Somewhat surprisingly, Latino students enrolled in schools with more Latino kids were more likely to perceive discrimination than Latino students in the other schools, although this effect was moderated by teachers who valued diversity. The study controlled for socio-economics, so poverty was excluded as a cause of this belief.
Decoded Science asked Dr. Brown about this, and she explained that, “Those children … who attended a mostly minority school, were more aware of all kinds of discrimination, from peers, from teachers, and from the community. This was especially true if their school seemed to ignore their diverse backgrounds. It seems to be that disconnect that affects kids. They are aware of being an ethnic minority at a school with many kids similar to them, but the school seems to devalue it. That disconnect, from what they see and what they school values, seems to make children acutely aware of discrimination.”
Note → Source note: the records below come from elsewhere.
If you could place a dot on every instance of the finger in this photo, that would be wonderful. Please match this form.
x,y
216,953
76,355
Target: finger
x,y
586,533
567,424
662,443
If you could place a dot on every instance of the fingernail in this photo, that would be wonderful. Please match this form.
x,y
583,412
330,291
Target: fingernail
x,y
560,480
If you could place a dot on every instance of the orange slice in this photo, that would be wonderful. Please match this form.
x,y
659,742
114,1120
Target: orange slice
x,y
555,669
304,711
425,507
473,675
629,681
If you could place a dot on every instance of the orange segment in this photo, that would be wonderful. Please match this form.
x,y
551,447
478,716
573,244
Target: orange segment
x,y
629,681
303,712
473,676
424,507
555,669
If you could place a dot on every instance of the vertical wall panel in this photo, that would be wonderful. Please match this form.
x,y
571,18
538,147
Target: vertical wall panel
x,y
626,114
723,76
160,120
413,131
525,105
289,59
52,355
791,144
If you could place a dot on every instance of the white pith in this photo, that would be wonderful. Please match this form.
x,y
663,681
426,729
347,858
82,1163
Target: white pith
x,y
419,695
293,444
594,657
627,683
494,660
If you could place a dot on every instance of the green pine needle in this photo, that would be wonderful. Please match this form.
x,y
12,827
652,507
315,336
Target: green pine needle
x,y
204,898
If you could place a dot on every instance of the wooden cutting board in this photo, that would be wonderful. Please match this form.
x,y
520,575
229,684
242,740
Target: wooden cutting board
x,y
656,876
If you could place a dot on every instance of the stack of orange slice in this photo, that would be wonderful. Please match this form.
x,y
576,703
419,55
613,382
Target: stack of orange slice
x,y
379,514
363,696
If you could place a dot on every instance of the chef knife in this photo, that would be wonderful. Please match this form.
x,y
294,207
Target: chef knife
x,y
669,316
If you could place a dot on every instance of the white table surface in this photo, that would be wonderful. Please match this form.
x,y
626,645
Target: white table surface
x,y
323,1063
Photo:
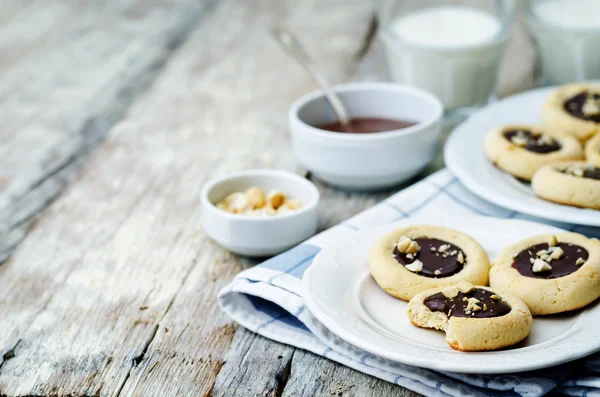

Dr. Brown also told Decoded Science that she believes “these findings are applicable to cities and regions that traditionally have been White and African American and are seeing a somewhat recent influx of Latino immigrants. In those areas, teachers are often not used to having English Language Learners in their classrooms and may be unfamiliar with the cultural backgrounds of their students.”
Ethnic Diversity and School Improvements: The Implications
Training teachers to be open and positive about ethnic diversity is a small investment that appears to have a big pay off, a golden equation in this era of belt tightening.
Brown, C.S., and Chu, H. Discrimination, Ethnic Identity, and Academic Outcomes of Mexican Immigrant Children: The Importance of School Context. Child Development, Volume 83, Issue 5, pp. 1477-1485, September/October 2012. Accessed September 12, 2012.